Veniamo all’organizzazione aziendale: come deve essere rimodellata ai tempi della rivoluzione dell’intelligenza artificiale generativa?

«L’implementazione di nuove tecnologie richiede la completa ridisegnazione dei processi aziendali. Grazie all’uso intelligente delle tecnologie è possibile prendere decisioni a più livelli, non necessariamente coincidenti con quelli dirigenziali. Questa decentralizzazione dei processi decisionali permetterà alle aziende di adattarsi in modo più preciso alle mutevoli condizioni di mercato. Con conseguenti benefici come un’ulteriore soddisfazione dei clienti e un aumento delle vendite. Un altro aspetto riguarda i tempi di decisione. Nel nuovo contesto lavorativo, la velocità delle decisioni sarà notevolmente incrementata. Grazie alla continuità e all’immediatezza del flusso di informazioni, sarà possibile ridurre significativamente i tempi necessari per la pianificazione e il controllo delle attività. Sono solo due delle caratteristiche chiave della nuova organizzazione del lavoro».

Come deve muoversi il leader dell’industria 5.0?

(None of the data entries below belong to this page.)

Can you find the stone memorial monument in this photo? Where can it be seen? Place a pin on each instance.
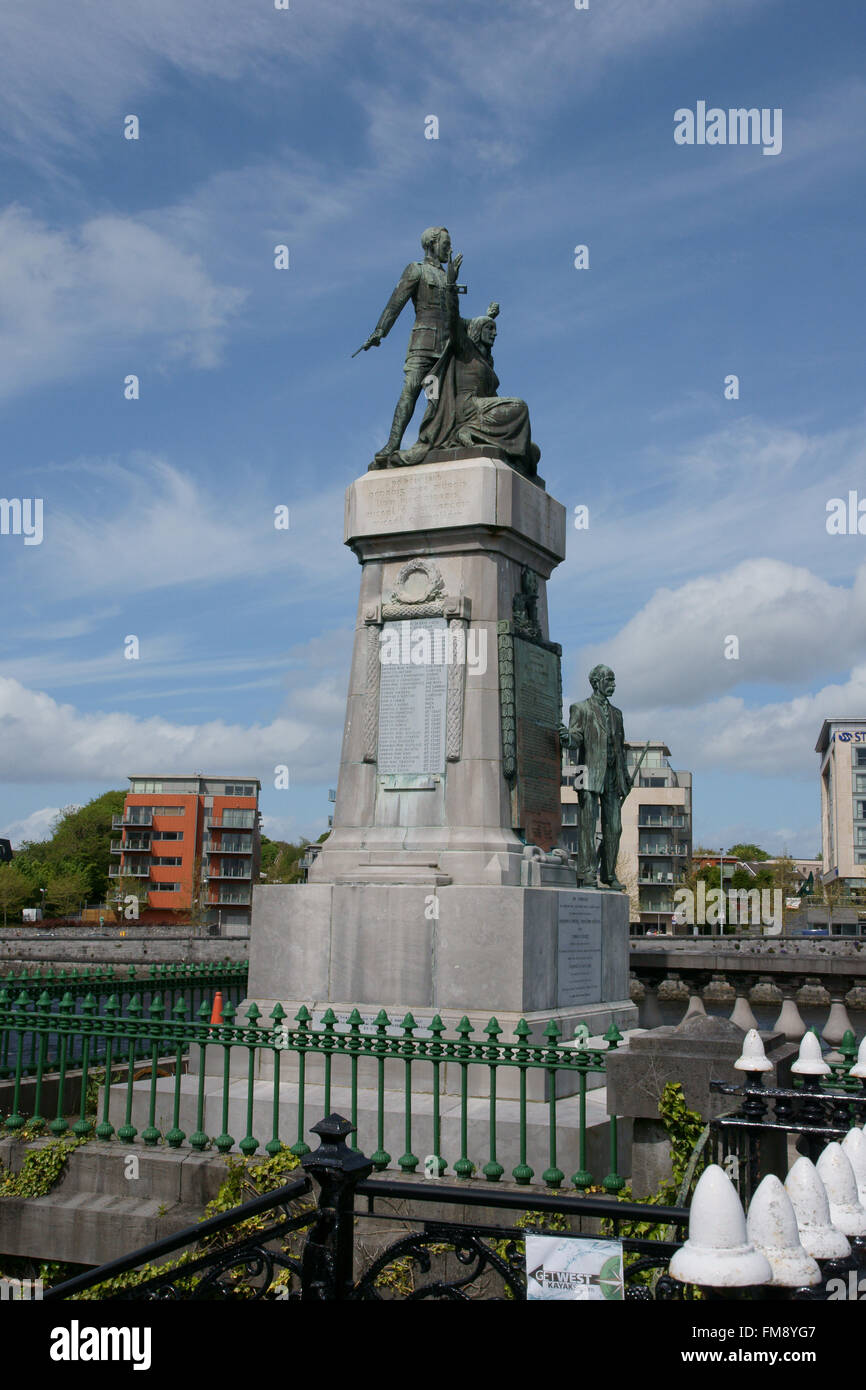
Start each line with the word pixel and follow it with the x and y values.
pixel 439 888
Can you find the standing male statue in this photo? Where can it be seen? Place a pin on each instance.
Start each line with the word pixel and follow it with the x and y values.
pixel 597 742
pixel 424 282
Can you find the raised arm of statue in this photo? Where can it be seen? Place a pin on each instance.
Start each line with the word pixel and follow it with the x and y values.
pixel 403 292
pixel 456 325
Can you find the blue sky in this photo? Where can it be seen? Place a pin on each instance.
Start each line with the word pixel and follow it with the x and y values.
pixel 306 128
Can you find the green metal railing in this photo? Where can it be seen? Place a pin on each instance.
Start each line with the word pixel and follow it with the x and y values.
pixel 232 1054
pixel 193 982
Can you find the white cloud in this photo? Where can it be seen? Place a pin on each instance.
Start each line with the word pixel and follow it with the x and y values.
pixel 36 826
pixel 42 740
pixel 148 526
pixel 788 626
pixel 772 740
pixel 72 298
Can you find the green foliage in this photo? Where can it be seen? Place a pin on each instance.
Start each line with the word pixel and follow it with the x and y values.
pixel 15 890
pixel 685 1132
pixel 74 863
pixel 243 1180
pixel 281 861
pixel 41 1169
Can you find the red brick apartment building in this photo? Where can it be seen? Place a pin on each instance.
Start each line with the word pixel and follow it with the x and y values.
pixel 189 847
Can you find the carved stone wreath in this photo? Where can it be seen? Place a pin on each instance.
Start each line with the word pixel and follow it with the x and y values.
pixel 419 581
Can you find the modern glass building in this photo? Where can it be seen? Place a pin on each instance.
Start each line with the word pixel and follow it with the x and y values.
pixel 189 847
pixel 841 747
pixel 656 845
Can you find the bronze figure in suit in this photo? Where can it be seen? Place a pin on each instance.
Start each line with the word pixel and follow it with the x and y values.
pixel 598 745
pixel 424 284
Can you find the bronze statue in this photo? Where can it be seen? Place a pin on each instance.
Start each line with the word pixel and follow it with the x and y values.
pixel 598 745
pixel 464 410
pixel 424 282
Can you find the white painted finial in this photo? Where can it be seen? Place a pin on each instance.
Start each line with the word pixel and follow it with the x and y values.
pixel 837 1175
pixel 772 1228
pixel 854 1146
pixel 717 1253
pixel 859 1066
pixel 819 1236
pixel 809 1061
pixel 752 1057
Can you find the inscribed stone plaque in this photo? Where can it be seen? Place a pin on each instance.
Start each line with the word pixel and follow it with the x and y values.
pixel 580 950
pixel 413 688
pixel 537 799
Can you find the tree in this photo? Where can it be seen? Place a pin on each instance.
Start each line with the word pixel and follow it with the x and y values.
pixel 66 891
pixel 281 861
pixel 14 890
pixel 748 852
pixel 81 843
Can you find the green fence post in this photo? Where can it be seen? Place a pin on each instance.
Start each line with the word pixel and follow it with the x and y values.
pixel 224 1034
pixel 249 1143
pixel 523 1173
pixel 355 1044
pixel 492 1169
pixel 131 1030
pixel 43 1005
pixel 302 1018
pixel 407 1161
pixel 437 1027
pixel 613 1183
pixel 82 1125
pixel 150 1134
pixel 278 1041
pixel 59 1125
pixel 17 1121
pixel 328 1022
pixel 552 1176
pixel 104 1129
pixel 464 1166
pixel 175 1134
pixel 199 1139
pixel 4 1033
pixel 381 1157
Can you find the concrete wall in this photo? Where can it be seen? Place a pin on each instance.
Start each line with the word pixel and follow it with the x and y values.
pixel 74 947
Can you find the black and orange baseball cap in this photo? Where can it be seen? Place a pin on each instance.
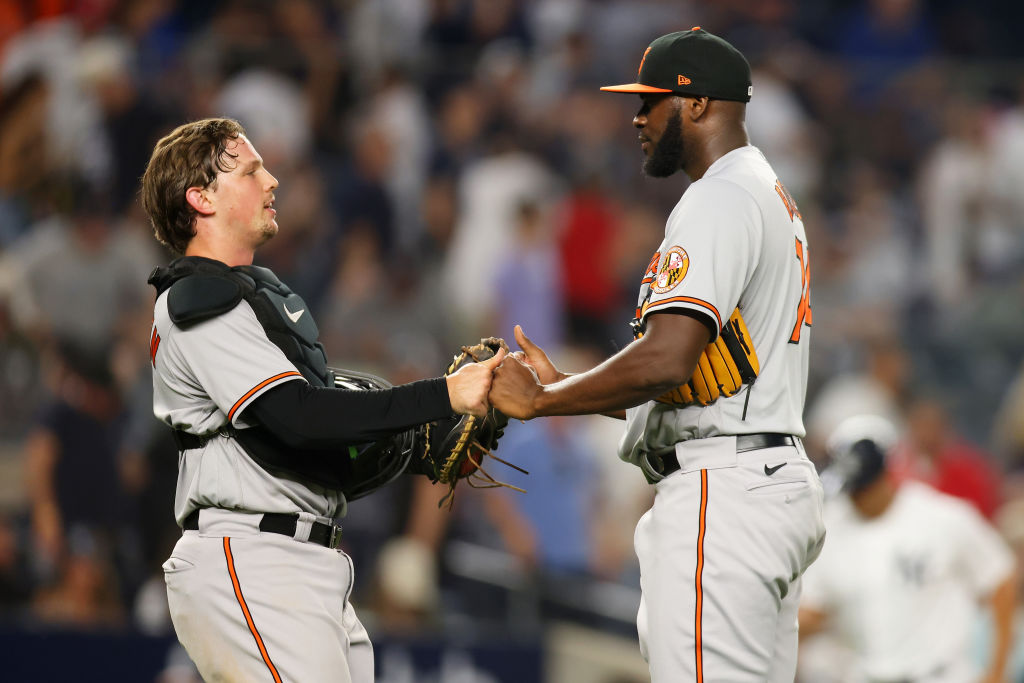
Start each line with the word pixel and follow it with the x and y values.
pixel 692 62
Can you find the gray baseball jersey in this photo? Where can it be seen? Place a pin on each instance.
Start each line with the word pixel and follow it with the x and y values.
pixel 204 377
pixel 247 604
pixel 730 532
pixel 734 239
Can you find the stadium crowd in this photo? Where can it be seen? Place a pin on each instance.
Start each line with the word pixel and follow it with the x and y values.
pixel 448 169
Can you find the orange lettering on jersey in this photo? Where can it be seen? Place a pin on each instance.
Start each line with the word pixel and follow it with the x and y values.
pixel 642 59
pixel 804 315
pixel 786 198
pixel 154 345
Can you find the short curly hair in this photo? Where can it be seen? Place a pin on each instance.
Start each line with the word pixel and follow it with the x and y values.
pixel 190 156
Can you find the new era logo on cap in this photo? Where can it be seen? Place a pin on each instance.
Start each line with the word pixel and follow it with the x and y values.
pixel 692 62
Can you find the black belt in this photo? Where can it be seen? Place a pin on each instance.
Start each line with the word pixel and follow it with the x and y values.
pixel 667 463
pixel 322 534
pixel 188 441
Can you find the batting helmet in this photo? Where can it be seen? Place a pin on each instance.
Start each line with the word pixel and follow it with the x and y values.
pixel 857 452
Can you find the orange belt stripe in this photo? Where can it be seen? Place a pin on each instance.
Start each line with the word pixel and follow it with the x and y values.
pixel 245 610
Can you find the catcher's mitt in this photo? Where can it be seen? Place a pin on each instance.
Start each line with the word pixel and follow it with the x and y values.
pixel 454 449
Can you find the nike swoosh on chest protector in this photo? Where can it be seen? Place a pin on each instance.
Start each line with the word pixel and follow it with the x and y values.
pixel 294 317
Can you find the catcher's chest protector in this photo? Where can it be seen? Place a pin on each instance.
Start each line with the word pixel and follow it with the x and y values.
pixel 202 288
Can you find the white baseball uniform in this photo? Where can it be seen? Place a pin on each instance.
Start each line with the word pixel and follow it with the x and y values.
pixel 248 605
pixel 902 590
pixel 730 532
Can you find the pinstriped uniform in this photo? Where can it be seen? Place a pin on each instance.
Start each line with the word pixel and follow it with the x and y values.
pixel 723 547
pixel 248 605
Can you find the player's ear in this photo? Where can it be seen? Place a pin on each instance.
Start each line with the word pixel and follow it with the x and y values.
pixel 198 199
pixel 694 108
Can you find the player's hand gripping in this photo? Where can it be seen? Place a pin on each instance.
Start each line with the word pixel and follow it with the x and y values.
pixel 469 385
pixel 515 388
pixel 535 356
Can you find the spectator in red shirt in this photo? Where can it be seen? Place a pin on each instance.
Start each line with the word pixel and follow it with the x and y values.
pixel 933 452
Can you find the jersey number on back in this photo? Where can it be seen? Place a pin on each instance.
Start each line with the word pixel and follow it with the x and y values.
pixel 804 307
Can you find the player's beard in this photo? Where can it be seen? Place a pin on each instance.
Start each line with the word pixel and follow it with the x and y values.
pixel 667 157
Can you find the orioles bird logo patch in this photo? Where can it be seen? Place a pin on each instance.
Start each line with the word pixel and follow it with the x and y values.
pixel 675 263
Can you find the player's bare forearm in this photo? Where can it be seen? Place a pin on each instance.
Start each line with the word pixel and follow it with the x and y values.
pixel 664 358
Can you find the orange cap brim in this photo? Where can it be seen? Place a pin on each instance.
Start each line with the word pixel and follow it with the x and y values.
pixel 633 87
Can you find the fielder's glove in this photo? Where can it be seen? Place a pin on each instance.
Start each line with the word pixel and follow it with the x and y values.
pixel 453 449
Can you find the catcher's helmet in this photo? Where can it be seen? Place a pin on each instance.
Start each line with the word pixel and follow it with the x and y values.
pixel 857 452
pixel 377 463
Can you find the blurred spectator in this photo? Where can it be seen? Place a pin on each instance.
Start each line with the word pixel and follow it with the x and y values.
pixel 879 387
pixel 73 468
pixel 491 191
pixel 24 155
pixel 528 284
pixel 131 122
pixel 588 225
pixel 78 276
pixel 557 512
pixel 14 578
pixel 933 452
pixel 85 592
pixel 883 39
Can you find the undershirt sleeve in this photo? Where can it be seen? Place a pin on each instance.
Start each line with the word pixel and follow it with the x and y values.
pixel 307 417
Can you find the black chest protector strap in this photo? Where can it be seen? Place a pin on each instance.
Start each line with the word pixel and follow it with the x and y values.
pixel 201 289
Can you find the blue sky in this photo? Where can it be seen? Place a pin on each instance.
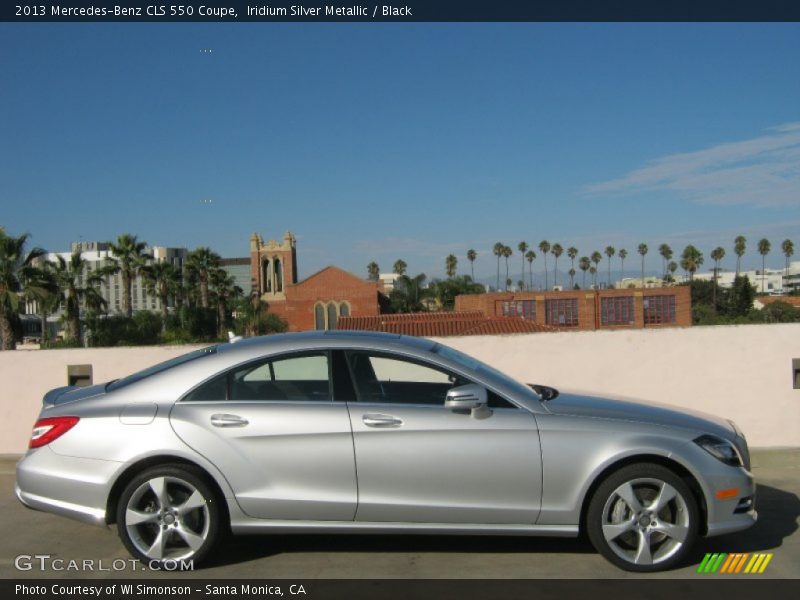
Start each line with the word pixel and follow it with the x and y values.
pixel 385 141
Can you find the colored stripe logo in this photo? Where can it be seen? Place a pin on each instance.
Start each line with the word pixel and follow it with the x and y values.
pixel 738 562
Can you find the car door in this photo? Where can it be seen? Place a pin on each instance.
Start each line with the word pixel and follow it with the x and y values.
pixel 276 433
pixel 420 462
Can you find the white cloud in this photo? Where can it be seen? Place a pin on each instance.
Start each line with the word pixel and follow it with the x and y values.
pixel 763 171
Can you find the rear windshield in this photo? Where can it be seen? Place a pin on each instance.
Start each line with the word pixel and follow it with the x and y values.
pixel 168 364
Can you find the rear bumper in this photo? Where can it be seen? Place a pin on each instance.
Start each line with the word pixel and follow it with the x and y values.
pixel 72 487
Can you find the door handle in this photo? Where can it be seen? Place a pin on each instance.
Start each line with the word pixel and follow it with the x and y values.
pixel 376 420
pixel 226 420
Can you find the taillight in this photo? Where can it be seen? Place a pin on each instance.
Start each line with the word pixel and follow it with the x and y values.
pixel 49 429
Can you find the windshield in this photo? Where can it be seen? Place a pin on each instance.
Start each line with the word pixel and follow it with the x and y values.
pixel 168 364
pixel 474 364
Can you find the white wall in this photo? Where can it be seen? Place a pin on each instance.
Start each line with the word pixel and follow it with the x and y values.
pixel 739 372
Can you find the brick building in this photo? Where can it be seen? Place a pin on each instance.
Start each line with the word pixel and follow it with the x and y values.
pixel 589 309
pixel 316 302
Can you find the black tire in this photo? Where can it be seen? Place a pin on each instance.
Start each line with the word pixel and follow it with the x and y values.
pixel 635 540
pixel 187 515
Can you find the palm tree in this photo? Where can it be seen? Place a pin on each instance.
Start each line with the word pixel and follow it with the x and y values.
pixel 717 254
pixel 72 292
pixel 739 247
pixel 18 276
pixel 471 256
pixel 787 246
pixel 373 271
pixel 596 258
pixel 497 250
pixel 583 264
pixel 691 260
pixel 557 251
pixel 450 264
pixel 623 254
pixel 530 256
pixel 610 252
pixel 523 248
pixel 202 261
pixel 763 249
pixel 666 255
pixel 507 252
pixel 399 267
pixel 225 291
pixel 544 248
pixel 642 250
pixel 129 257
pixel 161 280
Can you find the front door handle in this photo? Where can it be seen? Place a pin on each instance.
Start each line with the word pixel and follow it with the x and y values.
pixel 378 420
pixel 226 420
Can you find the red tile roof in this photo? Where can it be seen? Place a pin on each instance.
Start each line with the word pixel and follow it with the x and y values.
pixel 442 324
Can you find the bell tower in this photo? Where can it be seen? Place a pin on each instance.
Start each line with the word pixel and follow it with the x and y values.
pixel 273 266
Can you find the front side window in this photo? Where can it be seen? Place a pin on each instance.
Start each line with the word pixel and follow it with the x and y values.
pixel 299 378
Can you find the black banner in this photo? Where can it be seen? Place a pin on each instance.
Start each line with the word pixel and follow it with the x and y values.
pixel 404 11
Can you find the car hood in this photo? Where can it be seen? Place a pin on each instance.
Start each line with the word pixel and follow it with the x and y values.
pixel 626 410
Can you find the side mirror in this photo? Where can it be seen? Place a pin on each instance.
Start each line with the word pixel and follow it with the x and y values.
pixel 466 397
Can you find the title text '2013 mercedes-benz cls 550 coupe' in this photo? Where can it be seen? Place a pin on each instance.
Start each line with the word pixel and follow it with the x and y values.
pixel 376 433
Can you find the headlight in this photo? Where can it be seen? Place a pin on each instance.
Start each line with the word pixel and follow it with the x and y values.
pixel 720 449
pixel 736 429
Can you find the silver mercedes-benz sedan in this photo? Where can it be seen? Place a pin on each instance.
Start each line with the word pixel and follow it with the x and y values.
pixel 375 433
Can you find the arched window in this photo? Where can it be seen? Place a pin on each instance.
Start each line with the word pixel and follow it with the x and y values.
pixel 278 275
pixel 266 277
pixel 319 317
pixel 332 316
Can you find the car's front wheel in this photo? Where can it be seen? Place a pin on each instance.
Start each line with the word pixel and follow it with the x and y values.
pixel 168 516
pixel 643 517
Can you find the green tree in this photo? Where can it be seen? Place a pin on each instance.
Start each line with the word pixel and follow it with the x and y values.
pixel 450 264
pixel 523 248
pixel 583 264
pixel 642 250
pixel 471 256
pixel 129 258
pixel 19 276
pixel 544 248
pixel 161 279
pixel 557 251
pixel 498 250
pixel 202 261
pixel 666 255
pixel 739 248
pixel 764 248
pixel 717 254
pixel 75 290
pixel 530 256
pixel 373 271
pixel 610 252
pixel 787 247
pixel 399 267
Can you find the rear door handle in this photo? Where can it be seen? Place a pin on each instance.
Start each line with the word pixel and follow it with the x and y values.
pixel 378 420
pixel 226 420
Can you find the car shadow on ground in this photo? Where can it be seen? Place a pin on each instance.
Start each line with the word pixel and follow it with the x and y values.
pixel 778 511
pixel 778 514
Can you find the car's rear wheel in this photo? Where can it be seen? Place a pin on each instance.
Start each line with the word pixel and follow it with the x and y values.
pixel 643 517
pixel 168 516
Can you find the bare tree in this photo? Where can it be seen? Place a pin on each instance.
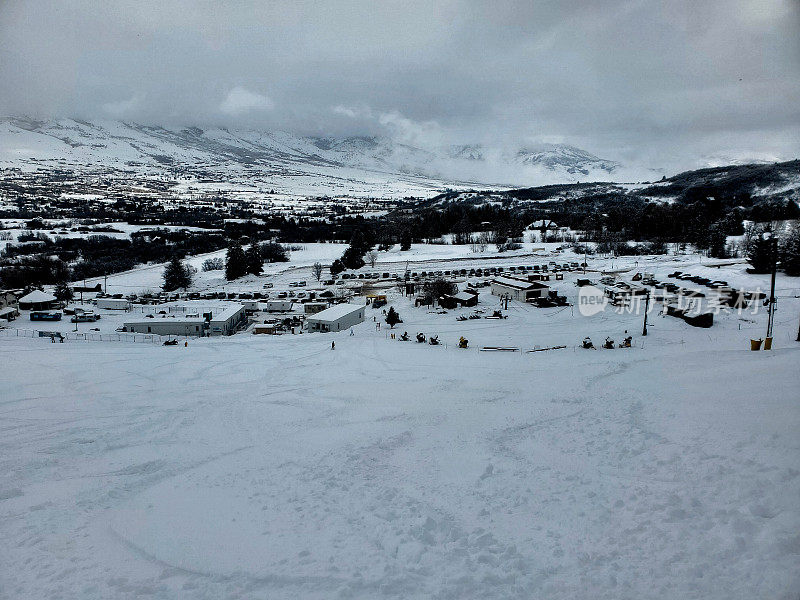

«Il vero leader ai tempi dell’intelligenza artificiale deve avere cuore e cervello, il primo per prendersi cura delle persone, il secondo per raggiungere gli obiettivi di business, promuovendo un impatto positivo sulla società. Sono queste le fondamenta del “test del cuore e del cervello” per i capi articolato in diversi passaggi».

Perché lei parla di “smart leadership canvas”?

«Perché la leadership moderna deve essere intelligente. E parliamo così di smart leadership. Il leader di cuore e cervello deve saper integrare il lavoro fatto dalle persone con quello dell’intelligenza artificiale. Deve saper individuare il livello di urgenza della collaborazione persone-intelligenza artificiale. Saper stabilire il grado di importanza della collaborazione persone-intelligenza artificiale e saper coinvolgere i collaboratori per valorizzarli e non per sostituirli. Ancora, deve saper sviluppare relazioni positive con i collaboratori e saper favorire il benessere dei collaboratori. Saper promuovere l’innovazione in azienda e saper prendere le decisioni necessarie per sviluppare il business aziendale. Deve saper realizzare gli obiettivi aziendali nel rispetto delle regole e dell’etica professionale e saper individuare gli ostacoli e agire con rapidità».

Negli ultimi 12 mesi ha viaggiato l’Italia andando a incontrare grandi manager di aziende molto note. Chi l’ha più colpita e perché?

«Mi ha colpito la visione di Vicenzo Esposito, CEO di Microsoft Italia, che ha sottolineato come la leadership debba favorire la prosperità, ossia il benessere. Altrettanto interessanti sono le letture di Agostino Santoni, vicepresidente di Cisco Sud Europa e vicepresidente di Confindustria con delega al digitale, sulla “leadership inclusiva”, di Floriano Masoero, CEO di Siemens Italia, sulla “leadership agile” o di Corrado Passera, CEO di Illimity, sulla “leadership utile”. Farei un torno agli altri executive manager coinvolti, tuttavia, se non dicessi come nel libro sono presenti tante sfumature, tutte ispirazionali».

Da ultimo, se lei, LinkedIn Top Voice, dovesse sintetizzare in poche parole il lavoro ai tempi dell’intelligenza artificiale, come lo farebbe per il blog de L’Eco della Stampa?

«Un lavoro ancora più avvincente con un super coach rappresentato dall’intelligenza artificiale e l’uomo al centro. Tutto questo sarà possibile grazie all’adozione responsabile e inclusiva di questa nuova e sorprendente tecnologia».